Jacob Magid is The Times of Israel's US bureau chief

Police have opened an investigation after Palestinians in a northern West Bank village woke up Sunday morning to find over a dozen vehicles vandalized and Hebrew-language hate messages graffitied on walls throughout the town.

Among the phrases spray-painted in the town of Qira north of the Ariel settlement were “There is no room for enemies in Israel” and “When Jews are hurt, it is our obligation not to forget.” Thirteen vehicles had their tires slashed and Stars of David were daubed at several locations in the apparent hate crime.

Footage from security cameras in Qira caught several masked individuals walking through the village and slashing tires of a tractor and other vehicles in their path.

Abdullah Kamil, the Governor of the Salfit District in which Qira resides, told Haaretz that the Israeli government “bears responsibility for the crime and the repeated attacks by settlers.”

“When Jews are hurt it is our obligation not to forget” spray-painted on the wall of a Palestinian home in Qira in an apparent price tag attack on October 6, 2019. (Ouhoud Khafash/Yesh/Din)

In a similar incident last month, residents of the central West Bank village of Duma woke up to find  Hebrew hate slogans painted and tires slashed on five cars.

Among the phrases spray-painted were “Expel or kill” and “Jews wake up and expel the adversary.”

That village was the scene of a deadly terror attack in 2015 by Jewish extremists, in which three members of the Dawabsha family were killed in a firebombing.

The incident in Duma had been last month’s second apparent hate crime, following a similar attack in Asira al-Qibliya, where locals said a group of 15 young settlers from the nearby settlement of Yitzhar entered the northern West Bank town and vandalized three cars, slashing their tires and hurling rocks through their windshields.

Despite the dozens of hate crimes targeting Palestinians and their property over the past year, arrests of perpetrators have been exceedingly rare.
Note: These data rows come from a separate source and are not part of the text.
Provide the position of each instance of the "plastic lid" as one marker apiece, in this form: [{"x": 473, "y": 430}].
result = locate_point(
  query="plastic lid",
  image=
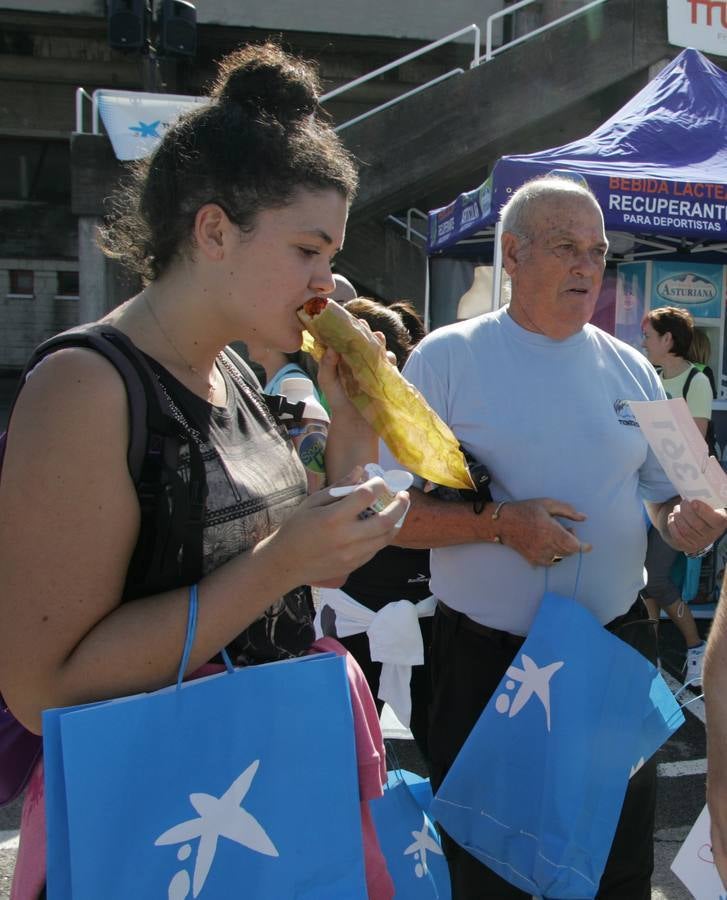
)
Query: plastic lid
[{"x": 299, "y": 389}]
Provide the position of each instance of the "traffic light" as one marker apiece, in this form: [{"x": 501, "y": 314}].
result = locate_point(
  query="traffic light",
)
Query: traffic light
[
  {"x": 177, "y": 28},
  {"x": 128, "y": 24}
]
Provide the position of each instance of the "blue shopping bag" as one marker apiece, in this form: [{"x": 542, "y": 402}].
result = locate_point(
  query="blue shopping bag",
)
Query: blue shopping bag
[
  {"x": 212, "y": 790},
  {"x": 409, "y": 840},
  {"x": 536, "y": 791}
]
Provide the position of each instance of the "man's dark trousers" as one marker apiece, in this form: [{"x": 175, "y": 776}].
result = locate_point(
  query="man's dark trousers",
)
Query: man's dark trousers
[{"x": 466, "y": 669}]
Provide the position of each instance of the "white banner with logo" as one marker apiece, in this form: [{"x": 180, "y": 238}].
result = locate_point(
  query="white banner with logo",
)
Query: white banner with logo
[
  {"x": 136, "y": 121},
  {"x": 701, "y": 24}
]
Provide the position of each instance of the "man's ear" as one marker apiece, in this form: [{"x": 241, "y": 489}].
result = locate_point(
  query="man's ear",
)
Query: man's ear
[
  {"x": 211, "y": 227},
  {"x": 511, "y": 249}
]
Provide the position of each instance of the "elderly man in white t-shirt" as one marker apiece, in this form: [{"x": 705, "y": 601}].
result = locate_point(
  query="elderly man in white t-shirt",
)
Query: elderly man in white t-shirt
[{"x": 538, "y": 395}]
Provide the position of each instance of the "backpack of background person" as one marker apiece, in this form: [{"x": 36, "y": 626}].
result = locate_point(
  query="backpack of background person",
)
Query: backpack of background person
[
  {"x": 170, "y": 533},
  {"x": 710, "y": 436}
]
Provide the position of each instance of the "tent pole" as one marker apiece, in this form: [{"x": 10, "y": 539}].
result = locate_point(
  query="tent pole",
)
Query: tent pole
[
  {"x": 427, "y": 300},
  {"x": 497, "y": 267}
]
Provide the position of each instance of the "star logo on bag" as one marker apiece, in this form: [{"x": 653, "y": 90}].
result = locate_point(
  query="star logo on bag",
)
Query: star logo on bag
[
  {"x": 533, "y": 681},
  {"x": 218, "y": 817},
  {"x": 423, "y": 843}
]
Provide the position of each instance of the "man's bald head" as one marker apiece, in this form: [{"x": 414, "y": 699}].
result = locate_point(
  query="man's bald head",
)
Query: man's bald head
[
  {"x": 518, "y": 213},
  {"x": 344, "y": 290}
]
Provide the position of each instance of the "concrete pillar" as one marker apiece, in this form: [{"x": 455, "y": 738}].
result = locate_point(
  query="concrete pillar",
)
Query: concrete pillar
[
  {"x": 92, "y": 272},
  {"x": 103, "y": 283}
]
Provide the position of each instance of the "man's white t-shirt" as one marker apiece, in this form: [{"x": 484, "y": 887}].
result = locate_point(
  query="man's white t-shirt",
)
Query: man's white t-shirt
[{"x": 549, "y": 419}]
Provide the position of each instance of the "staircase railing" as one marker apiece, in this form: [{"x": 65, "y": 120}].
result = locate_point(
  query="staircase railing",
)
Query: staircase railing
[
  {"x": 477, "y": 59},
  {"x": 491, "y": 51}
]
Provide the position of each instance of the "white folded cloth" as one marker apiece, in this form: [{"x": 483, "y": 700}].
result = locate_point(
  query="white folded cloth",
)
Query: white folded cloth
[{"x": 394, "y": 640}]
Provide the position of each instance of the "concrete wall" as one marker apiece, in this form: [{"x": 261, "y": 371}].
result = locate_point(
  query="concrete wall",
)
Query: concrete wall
[{"x": 401, "y": 19}]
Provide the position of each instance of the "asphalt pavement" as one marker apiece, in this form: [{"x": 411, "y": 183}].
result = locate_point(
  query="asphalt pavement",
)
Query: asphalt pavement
[{"x": 681, "y": 766}]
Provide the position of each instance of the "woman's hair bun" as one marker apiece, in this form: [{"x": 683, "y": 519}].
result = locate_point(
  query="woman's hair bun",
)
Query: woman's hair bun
[{"x": 265, "y": 79}]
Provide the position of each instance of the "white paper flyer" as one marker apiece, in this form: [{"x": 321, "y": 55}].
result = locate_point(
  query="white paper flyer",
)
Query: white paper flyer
[
  {"x": 694, "y": 864},
  {"x": 669, "y": 428}
]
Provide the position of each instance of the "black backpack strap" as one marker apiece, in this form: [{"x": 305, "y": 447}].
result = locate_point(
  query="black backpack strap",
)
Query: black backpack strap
[{"x": 276, "y": 404}]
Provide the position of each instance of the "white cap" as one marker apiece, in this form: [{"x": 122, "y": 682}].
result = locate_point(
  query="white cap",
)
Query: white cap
[{"x": 299, "y": 389}]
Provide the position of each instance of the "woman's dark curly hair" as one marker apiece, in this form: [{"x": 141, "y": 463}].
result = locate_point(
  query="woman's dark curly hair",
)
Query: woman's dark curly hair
[{"x": 261, "y": 138}]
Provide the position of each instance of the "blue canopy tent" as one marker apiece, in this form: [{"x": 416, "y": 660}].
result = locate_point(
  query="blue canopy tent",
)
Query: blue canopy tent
[{"x": 658, "y": 168}]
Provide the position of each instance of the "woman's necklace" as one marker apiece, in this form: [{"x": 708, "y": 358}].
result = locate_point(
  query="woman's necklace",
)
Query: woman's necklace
[{"x": 188, "y": 365}]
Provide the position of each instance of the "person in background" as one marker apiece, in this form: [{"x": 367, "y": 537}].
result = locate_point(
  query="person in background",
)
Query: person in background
[
  {"x": 533, "y": 391},
  {"x": 309, "y": 433},
  {"x": 233, "y": 221},
  {"x": 667, "y": 337},
  {"x": 394, "y": 573},
  {"x": 700, "y": 353},
  {"x": 414, "y": 323},
  {"x": 343, "y": 289}
]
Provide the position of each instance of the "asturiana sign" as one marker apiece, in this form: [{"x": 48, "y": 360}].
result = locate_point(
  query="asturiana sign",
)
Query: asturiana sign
[{"x": 672, "y": 206}]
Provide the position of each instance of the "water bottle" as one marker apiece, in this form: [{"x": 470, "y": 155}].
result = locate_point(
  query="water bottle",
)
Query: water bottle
[{"x": 309, "y": 435}]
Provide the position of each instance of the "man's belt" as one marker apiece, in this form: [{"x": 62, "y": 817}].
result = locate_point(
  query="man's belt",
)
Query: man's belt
[{"x": 494, "y": 634}]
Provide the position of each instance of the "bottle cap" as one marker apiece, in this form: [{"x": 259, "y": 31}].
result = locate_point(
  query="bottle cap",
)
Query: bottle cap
[{"x": 299, "y": 389}]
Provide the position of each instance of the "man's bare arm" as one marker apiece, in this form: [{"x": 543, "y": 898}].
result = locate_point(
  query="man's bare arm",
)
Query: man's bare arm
[
  {"x": 687, "y": 525},
  {"x": 715, "y": 698}
]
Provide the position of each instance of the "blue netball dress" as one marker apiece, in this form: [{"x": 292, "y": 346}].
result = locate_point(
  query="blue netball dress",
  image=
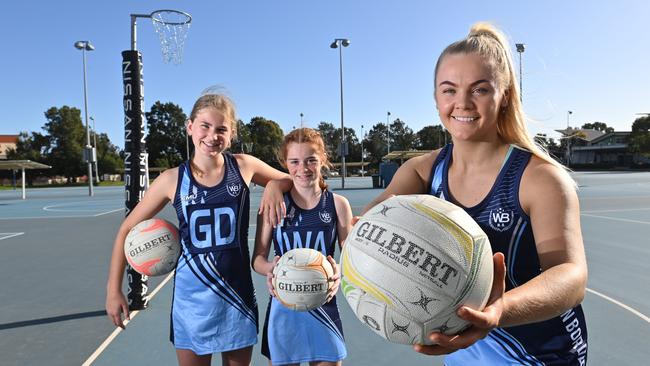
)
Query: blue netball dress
[
  {"x": 317, "y": 335},
  {"x": 214, "y": 307},
  {"x": 558, "y": 341}
]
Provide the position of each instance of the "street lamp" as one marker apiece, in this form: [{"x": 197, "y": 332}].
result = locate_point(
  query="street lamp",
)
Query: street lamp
[
  {"x": 387, "y": 133},
  {"x": 520, "y": 49},
  {"x": 363, "y": 169},
  {"x": 95, "y": 147},
  {"x": 340, "y": 43},
  {"x": 86, "y": 46},
  {"x": 568, "y": 140}
]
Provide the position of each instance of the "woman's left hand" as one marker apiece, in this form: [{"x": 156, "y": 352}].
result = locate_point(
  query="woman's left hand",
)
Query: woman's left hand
[
  {"x": 272, "y": 204},
  {"x": 335, "y": 278},
  {"x": 482, "y": 322}
]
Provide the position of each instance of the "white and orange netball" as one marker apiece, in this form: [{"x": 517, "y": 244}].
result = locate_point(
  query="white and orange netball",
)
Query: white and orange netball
[
  {"x": 152, "y": 247},
  {"x": 301, "y": 279}
]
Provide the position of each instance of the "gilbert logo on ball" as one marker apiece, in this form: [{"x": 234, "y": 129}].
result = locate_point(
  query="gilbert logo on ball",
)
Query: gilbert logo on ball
[
  {"x": 152, "y": 247},
  {"x": 408, "y": 265},
  {"x": 300, "y": 279}
]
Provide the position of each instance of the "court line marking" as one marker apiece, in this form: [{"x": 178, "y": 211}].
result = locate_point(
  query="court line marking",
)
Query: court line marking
[
  {"x": 118, "y": 330},
  {"x": 108, "y": 212},
  {"x": 616, "y": 302},
  {"x": 616, "y": 219},
  {"x": 616, "y": 210},
  {"x": 10, "y": 235}
]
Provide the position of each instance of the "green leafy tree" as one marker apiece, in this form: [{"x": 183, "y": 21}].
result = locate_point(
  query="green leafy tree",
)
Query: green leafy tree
[
  {"x": 108, "y": 156},
  {"x": 328, "y": 133},
  {"x": 30, "y": 147},
  {"x": 166, "y": 141},
  {"x": 244, "y": 140},
  {"x": 598, "y": 126},
  {"x": 266, "y": 136},
  {"x": 67, "y": 138},
  {"x": 431, "y": 137},
  {"x": 402, "y": 136},
  {"x": 375, "y": 143}
]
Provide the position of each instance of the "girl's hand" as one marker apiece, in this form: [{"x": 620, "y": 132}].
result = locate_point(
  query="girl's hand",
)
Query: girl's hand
[
  {"x": 116, "y": 305},
  {"x": 269, "y": 277},
  {"x": 272, "y": 204},
  {"x": 482, "y": 321},
  {"x": 335, "y": 279}
]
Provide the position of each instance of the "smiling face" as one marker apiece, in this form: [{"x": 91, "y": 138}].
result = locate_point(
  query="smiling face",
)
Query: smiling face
[
  {"x": 304, "y": 164},
  {"x": 211, "y": 133},
  {"x": 468, "y": 97}
]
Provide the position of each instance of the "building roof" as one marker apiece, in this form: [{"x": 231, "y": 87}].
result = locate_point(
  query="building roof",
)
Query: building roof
[
  {"x": 583, "y": 133},
  {"x": 405, "y": 155},
  {"x": 21, "y": 164}
]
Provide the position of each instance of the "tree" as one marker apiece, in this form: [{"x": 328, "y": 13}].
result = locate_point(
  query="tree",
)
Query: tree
[
  {"x": 328, "y": 133},
  {"x": 431, "y": 137},
  {"x": 67, "y": 138},
  {"x": 28, "y": 147},
  {"x": 244, "y": 140},
  {"x": 375, "y": 143},
  {"x": 267, "y": 137},
  {"x": 31, "y": 148},
  {"x": 108, "y": 156},
  {"x": 402, "y": 136},
  {"x": 166, "y": 141}
]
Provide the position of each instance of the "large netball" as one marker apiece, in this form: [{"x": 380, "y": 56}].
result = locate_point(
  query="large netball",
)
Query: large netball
[
  {"x": 152, "y": 247},
  {"x": 300, "y": 279},
  {"x": 410, "y": 262}
]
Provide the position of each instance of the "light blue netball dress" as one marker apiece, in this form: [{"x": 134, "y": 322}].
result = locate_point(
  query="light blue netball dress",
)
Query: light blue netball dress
[
  {"x": 558, "y": 341},
  {"x": 317, "y": 335},
  {"x": 214, "y": 307}
]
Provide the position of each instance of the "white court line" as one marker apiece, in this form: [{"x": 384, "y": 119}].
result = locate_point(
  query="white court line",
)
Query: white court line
[
  {"x": 107, "y": 212},
  {"x": 118, "y": 330},
  {"x": 9, "y": 235},
  {"x": 616, "y": 219},
  {"x": 631, "y": 310},
  {"x": 617, "y": 210}
]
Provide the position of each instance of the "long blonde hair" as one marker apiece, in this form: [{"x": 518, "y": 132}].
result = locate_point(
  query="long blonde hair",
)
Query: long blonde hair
[
  {"x": 310, "y": 136},
  {"x": 221, "y": 103},
  {"x": 485, "y": 40}
]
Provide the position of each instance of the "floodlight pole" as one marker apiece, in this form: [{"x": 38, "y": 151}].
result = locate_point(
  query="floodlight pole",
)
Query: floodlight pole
[
  {"x": 340, "y": 43},
  {"x": 520, "y": 49},
  {"x": 387, "y": 133},
  {"x": 95, "y": 147},
  {"x": 568, "y": 140},
  {"x": 86, "y": 46}
]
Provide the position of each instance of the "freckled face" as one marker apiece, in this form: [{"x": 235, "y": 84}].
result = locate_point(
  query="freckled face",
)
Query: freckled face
[
  {"x": 211, "y": 133},
  {"x": 304, "y": 164},
  {"x": 468, "y": 97}
]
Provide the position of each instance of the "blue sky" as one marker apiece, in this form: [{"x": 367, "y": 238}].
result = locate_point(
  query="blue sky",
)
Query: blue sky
[{"x": 273, "y": 57}]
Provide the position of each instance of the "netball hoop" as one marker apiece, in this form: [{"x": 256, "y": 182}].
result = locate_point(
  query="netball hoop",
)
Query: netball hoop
[{"x": 171, "y": 27}]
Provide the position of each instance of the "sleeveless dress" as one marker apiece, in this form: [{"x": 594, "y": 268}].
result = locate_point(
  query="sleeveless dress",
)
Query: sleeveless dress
[
  {"x": 558, "y": 341},
  {"x": 317, "y": 335},
  {"x": 213, "y": 307}
]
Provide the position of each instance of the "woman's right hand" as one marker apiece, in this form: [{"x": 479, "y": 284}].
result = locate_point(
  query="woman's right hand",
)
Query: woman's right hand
[
  {"x": 116, "y": 305},
  {"x": 269, "y": 276}
]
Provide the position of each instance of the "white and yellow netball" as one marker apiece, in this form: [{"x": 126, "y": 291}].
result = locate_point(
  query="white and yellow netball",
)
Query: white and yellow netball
[
  {"x": 152, "y": 247},
  {"x": 300, "y": 279},
  {"x": 410, "y": 262}
]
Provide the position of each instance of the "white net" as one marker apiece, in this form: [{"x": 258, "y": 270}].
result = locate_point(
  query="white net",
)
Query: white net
[{"x": 172, "y": 27}]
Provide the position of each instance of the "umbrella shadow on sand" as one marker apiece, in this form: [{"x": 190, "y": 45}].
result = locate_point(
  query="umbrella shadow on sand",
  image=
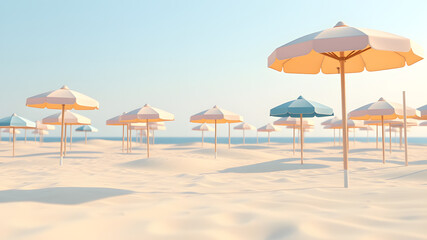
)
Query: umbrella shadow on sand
[
  {"x": 273, "y": 166},
  {"x": 60, "y": 195}
]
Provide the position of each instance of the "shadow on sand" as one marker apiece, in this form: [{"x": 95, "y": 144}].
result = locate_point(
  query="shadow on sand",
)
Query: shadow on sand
[
  {"x": 60, "y": 195},
  {"x": 273, "y": 166}
]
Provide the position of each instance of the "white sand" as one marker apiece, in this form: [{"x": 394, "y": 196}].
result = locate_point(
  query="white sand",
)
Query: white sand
[{"x": 182, "y": 192}]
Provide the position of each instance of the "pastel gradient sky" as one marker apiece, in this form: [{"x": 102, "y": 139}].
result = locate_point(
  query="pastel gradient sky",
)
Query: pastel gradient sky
[{"x": 186, "y": 56}]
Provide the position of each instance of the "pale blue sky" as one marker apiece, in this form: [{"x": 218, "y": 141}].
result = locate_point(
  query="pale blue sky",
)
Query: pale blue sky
[{"x": 186, "y": 56}]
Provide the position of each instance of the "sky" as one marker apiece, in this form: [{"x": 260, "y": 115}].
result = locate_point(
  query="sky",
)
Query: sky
[{"x": 187, "y": 56}]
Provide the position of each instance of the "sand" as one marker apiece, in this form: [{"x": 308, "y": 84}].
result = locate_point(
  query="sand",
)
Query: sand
[{"x": 182, "y": 192}]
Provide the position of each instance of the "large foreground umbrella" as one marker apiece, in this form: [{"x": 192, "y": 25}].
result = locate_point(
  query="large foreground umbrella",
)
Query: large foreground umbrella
[
  {"x": 382, "y": 110},
  {"x": 115, "y": 121},
  {"x": 301, "y": 108},
  {"x": 86, "y": 129},
  {"x": 244, "y": 127},
  {"x": 294, "y": 123},
  {"x": 13, "y": 122},
  {"x": 147, "y": 114},
  {"x": 217, "y": 115},
  {"x": 268, "y": 128},
  {"x": 64, "y": 99},
  {"x": 70, "y": 119},
  {"x": 343, "y": 49},
  {"x": 203, "y": 128}
]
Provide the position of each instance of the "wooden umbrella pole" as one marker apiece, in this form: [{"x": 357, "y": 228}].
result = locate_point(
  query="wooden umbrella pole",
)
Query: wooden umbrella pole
[
  {"x": 123, "y": 138},
  {"x": 13, "y": 147},
  {"x": 405, "y": 128},
  {"x": 301, "y": 140},
  {"x": 65, "y": 140},
  {"x": 62, "y": 133},
  {"x": 293, "y": 144},
  {"x": 229, "y": 141},
  {"x": 382, "y": 136},
  {"x": 215, "y": 138},
  {"x": 71, "y": 135},
  {"x": 389, "y": 130},
  {"x": 344, "y": 119},
  {"x": 148, "y": 140}
]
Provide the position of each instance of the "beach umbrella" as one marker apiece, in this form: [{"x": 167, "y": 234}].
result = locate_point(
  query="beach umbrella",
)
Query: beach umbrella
[
  {"x": 86, "y": 129},
  {"x": 115, "y": 121},
  {"x": 148, "y": 115},
  {"x": 244, "y": 126},
  {"x": 344, "y": 49},
  {"x": 382, "y": 110},
  {"x": 70, "y": 119},
  {"x": 423, "y": 112},
  {"x": 294, "y": 122},
  {"x": 217, "y": 115},
  {"x": 301, "y": 108},
  {"x": 268, "y": 128},
  {"x": 203, "y": 128},
  {"x": 13, "y": 122},
  {"x": 63, "y": 99}
]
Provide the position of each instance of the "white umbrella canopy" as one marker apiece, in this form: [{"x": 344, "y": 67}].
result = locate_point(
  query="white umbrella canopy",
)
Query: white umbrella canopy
[
  {"x": 244, "y": 126},
  {"x": 64, "y": 99},
  {"x": 217, "y": 115},
  {"x": 147, "y": 114},
  {"x": 344, "y": 49},
  {"x": 268, "y": 128},
  {"x": 203, "y": 128},
  {"x": 383, "y": 110}
]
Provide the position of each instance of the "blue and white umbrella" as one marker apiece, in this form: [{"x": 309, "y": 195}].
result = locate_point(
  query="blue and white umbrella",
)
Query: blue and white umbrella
[
  {"x": 14, "y": 121},
  {"x": 86, "y": 129},
  {"x": 301, "y": 108}
]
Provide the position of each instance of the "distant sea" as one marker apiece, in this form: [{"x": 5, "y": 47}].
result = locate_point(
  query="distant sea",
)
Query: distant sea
[{"x": 224, "y": 140}]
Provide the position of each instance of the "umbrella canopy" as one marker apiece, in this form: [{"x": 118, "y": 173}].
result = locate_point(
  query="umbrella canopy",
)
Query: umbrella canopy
[
  {"x": 147, "y": 114},
  {"x": 203, "y": 127},
  {"x": 217, "y": 115},
  {"x": 64, "y": 99},
  {"x": 423, "y": 112},
  {"x": 343, "y": 49},
  {"x": 382, "y": 110},
  {"x": 13, "y": 122},
  {"x": 10, "y": 131},
  {"x": 301, "y": 108},
  {"x": 244, "y": 126},
  {"x": 70, "y": 118}
]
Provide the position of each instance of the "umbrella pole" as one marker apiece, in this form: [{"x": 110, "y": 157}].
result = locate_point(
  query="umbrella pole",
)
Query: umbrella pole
[
  {"x": 382, "y": 136},
  {"x": 293, "y": 144},
  {"x": 13, "y": 147},
  {"x": 405, "y": 128},
  {"x": 301, "y": 140},
  {"x": 243, "y": 136},
  {"x": 62, "y": 133},
  {"x": 344, "y": 118},
  {"x": 389, "y": 130},
  {"x": 148, "y": 140},
  {"x": 215, "y": 138},
  {"x": 65, "y": 140},
  {"x": 71, "y": 135},
  {"x": 229, "y": 142}
]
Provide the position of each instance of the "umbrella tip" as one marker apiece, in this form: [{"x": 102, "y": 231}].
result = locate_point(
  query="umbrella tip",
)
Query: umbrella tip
[{"x": 340, "y": 24}]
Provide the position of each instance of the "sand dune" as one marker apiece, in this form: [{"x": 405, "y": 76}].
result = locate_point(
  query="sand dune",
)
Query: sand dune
[{"x": 183, "y": 192}]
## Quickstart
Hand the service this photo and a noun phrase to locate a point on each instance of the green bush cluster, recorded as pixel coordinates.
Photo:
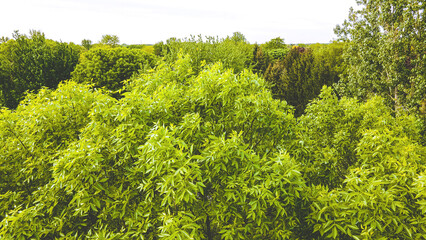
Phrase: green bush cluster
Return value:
(207, 156)
(30, 63)
(107, 67)
(299, 77)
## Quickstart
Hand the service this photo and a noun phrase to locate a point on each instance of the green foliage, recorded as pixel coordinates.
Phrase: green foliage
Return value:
(86, 43)
(260, 61)
(106, 67)
(276, 49)
(234, 52)
(33, 135)
(386, 54)
(111, 40)
(300, 76)
(372, 167)
(29, 63)
(180, 156)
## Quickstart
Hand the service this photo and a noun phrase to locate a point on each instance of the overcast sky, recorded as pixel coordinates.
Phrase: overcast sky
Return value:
(149, 22)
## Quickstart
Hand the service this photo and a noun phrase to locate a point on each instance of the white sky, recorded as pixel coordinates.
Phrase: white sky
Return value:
(151, 21)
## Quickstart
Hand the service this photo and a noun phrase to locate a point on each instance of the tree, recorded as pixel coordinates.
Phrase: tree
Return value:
(107, 67)
(86, 43)
(179, 156)
(238, 37)
(232, 53)
(299, 77)
(29, 63)
(111, 40)
(386, 52)
(276, 49)
(367, 167)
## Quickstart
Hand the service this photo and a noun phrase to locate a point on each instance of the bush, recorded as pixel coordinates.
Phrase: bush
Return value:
(107, 67)
(30, 63)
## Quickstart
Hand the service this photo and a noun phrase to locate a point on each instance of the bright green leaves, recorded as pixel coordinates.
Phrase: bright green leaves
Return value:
(372, 163)
(30, 63)
(179, 156)
(108, 67)
(386, 52)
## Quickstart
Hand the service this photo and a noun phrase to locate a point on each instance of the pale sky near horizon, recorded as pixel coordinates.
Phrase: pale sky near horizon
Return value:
(149, 22)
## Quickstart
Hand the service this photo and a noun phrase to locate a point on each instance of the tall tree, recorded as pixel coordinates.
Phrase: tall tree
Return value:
(111, 40)
(386, 53)
(29, 63)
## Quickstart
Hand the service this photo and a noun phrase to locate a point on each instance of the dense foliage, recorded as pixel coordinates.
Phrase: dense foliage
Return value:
(234, 52)
(220, 139)
(107, 67)
(299, 77)
(207, 156)
(28, 63)
(386, 52)
(179, 155)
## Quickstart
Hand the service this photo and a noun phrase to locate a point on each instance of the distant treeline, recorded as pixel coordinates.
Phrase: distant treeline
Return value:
(295, 73)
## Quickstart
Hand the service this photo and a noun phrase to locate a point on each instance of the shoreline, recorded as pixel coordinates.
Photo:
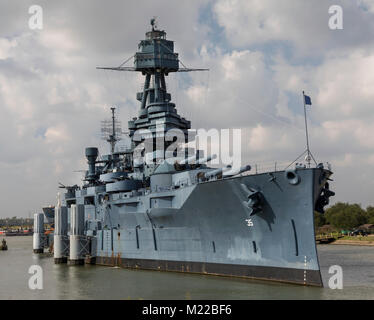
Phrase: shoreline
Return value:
(353, 242)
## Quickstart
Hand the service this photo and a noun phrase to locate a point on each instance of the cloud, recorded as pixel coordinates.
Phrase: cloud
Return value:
(52, 98)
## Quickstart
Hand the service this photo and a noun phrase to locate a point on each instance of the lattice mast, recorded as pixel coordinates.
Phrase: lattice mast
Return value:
(111, 130)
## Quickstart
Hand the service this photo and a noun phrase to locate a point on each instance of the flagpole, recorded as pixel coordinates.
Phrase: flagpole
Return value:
(306, 134)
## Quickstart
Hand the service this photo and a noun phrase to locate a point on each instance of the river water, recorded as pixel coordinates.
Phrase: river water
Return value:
(99, 282)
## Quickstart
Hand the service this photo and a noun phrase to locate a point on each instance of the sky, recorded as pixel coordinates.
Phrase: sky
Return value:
(261, 55)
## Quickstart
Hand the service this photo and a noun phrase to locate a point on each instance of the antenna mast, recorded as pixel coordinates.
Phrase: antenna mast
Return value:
(111, 130)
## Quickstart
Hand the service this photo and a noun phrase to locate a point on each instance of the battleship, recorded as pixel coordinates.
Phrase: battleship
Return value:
(156, 211)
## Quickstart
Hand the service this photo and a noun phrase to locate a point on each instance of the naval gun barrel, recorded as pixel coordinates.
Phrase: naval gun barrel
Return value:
(198, 161)
(206, 159)
(241, 170)
(216, 172)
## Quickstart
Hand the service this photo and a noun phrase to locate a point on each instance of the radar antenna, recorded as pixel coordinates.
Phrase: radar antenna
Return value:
(111, 130)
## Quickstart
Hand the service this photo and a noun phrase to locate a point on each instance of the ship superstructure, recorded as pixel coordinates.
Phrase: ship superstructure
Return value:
(139, 209)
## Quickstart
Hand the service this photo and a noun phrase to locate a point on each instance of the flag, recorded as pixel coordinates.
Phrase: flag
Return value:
(307, 100)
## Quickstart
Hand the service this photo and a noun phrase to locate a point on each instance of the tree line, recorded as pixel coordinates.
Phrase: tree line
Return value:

Rights groups lament that convictions are even more unusual, with the majority of charges in such cases being dropped.

The incidents, often referred to as price tag attacks, are usually limited to arson and graffiti, but have sometimes included physical assaults and even murder.

In December, the United Nations Office for the Coordination of Humanitarian Affairs released a report that showed a 69% increase in settler attacks on Palestinians in 2018 compared to 2017.